If his performance in Greenberg has anything to say of it, I certainly hope so.

The story up to now ...

In the last two months, these things have happened:

1.  I quit my long-time job at Light In The Attic Records in the hopes that I could focus on my own projects.  This created the near perfect situation where I work for barely three days a week, still managed to live in a fantastic part of the city, and had four days to focus on my true loves: films, films, and films. 

2.  Literally a week after deciding that LITA was no longer the home I wanted to have, I received an email from another blog I write for informing me that with the lightest flick of the wrist I would now be on a screener list for the greater San Francisco area.  This would mean that nearly any and all films that opened on the big screen in my area, the Yay Area, I would be invited to, sans payment, to reflect upon and then review.  Life long goal accomplished.  Pop the bubbles, turn on the hottub, cook up a steak.

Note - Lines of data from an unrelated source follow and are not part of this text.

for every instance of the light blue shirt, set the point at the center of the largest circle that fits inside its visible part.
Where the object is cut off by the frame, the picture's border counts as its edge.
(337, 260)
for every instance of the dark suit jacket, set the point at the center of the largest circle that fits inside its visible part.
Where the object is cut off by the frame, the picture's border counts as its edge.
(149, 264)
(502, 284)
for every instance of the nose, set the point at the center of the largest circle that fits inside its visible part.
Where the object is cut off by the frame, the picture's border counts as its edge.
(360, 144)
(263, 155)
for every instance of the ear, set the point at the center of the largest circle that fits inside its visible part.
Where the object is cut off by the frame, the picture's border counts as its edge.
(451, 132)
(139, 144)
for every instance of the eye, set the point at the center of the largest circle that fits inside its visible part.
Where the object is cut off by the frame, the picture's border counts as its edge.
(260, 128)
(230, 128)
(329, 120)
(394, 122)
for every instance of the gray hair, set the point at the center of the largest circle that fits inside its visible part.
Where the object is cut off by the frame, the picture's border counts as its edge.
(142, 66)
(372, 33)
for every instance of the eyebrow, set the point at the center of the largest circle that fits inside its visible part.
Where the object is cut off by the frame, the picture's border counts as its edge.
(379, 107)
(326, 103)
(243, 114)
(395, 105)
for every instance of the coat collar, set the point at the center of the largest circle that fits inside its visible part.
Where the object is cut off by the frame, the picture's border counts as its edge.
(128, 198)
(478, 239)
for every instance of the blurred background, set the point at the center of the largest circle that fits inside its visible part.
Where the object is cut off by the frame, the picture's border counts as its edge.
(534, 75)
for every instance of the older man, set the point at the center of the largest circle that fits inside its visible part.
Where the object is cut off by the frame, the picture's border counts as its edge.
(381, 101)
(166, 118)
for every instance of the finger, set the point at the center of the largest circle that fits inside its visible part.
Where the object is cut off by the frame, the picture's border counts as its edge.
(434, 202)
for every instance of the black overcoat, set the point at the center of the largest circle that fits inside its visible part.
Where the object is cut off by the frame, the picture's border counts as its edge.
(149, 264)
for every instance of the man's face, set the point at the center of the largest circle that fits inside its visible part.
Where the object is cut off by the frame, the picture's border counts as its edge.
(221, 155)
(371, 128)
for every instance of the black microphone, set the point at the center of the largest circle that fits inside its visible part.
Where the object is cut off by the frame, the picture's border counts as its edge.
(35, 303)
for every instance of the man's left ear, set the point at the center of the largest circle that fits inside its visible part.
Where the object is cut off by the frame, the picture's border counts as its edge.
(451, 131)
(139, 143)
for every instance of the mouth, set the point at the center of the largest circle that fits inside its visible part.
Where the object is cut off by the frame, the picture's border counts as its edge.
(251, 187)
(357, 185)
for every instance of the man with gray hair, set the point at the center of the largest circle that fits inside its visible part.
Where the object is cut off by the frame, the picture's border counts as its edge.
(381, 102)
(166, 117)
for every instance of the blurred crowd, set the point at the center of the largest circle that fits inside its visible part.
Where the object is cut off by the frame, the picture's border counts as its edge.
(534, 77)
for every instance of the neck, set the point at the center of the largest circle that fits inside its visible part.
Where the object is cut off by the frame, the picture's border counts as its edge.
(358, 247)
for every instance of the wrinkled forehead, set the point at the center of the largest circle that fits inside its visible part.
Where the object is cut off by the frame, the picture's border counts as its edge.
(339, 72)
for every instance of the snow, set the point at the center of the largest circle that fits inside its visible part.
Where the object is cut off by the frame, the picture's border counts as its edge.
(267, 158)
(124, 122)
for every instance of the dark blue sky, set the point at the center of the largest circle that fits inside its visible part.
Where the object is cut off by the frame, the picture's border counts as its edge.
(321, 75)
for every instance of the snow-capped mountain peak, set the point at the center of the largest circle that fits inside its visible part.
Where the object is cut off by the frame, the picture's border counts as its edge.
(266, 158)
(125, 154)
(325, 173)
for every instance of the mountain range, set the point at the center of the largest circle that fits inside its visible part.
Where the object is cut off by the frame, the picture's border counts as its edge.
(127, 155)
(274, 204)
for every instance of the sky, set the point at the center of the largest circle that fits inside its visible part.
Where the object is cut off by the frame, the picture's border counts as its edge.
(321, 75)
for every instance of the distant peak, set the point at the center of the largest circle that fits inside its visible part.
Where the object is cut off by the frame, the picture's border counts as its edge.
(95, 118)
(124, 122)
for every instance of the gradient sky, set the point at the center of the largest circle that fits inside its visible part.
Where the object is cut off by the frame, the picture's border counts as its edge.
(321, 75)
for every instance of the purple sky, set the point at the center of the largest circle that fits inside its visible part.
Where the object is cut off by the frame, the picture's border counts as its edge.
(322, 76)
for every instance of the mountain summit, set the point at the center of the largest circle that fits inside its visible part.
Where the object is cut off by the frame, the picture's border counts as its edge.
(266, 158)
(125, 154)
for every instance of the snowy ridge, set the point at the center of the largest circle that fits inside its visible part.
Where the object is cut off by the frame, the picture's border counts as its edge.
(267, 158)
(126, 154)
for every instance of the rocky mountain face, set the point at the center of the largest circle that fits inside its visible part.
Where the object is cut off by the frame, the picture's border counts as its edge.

3.  For the last three, maybe four weeks, I've literally been immersed in film.  I worried at first that because of Side One: Track One's smallish readership that perhaps I would only be invited to the films that every outlet was allowed.  Or even worse I be shuffled in to side theaters to see made-for-television melodramas and focus group discussions.  As I often do when presented with anxiety, I started knockin' on doors to make sure that all was right and the floodgates were open for Hurricane Noah to slide through.  I've been sending emails, by the bucket full, to those in charge of screeners to make sure that the films that are being released each and every week are being viewed ... by me.  My first week I saw three films, then two, films and now steadily, for the last two I've seen four films a week, sometimes two a day.  A literal engorgement of cinema.  I'm bloated, but Jesus, if this isn't the life for me.

You can follow my reviews, for the moment at Side One: Track One, and I'll surely be linking to each and every film as I review them.

4.  On top of that, my beautiful Criterion Conquistador has started a new business involving the excavation and sale of dead people's effects.  The talented lady, and her equally talented business partner are in all engines go mode and as a diligent supporter (and infatuated follower) I've been assisting as much as possible.  Eleven hours spent amidst Jesus paraphernalia and rat shit, as you might imagine, can be a bit exhausting.

5.  Thus my Quest, my sweet sweet Quest, has fallen behind a bit.  I've been festooned amongst Jacque Tati's near-silent masterworks for weeks now, and with four films bubbling up on the horizon and a trip to San Luis Obispo and, and, and ... well, lets just say it might be a while.  But in the meantime, as I've said recently and frequently, this blog will continue, and for god's sake it will be more about film and my increasing love for it, than ever before.

Stay with me people.  Stay with me.


Criterion Counsel: Have spent the last three days watching Manhattan.  The French must be put on hold when Manhattan comes a-callin'.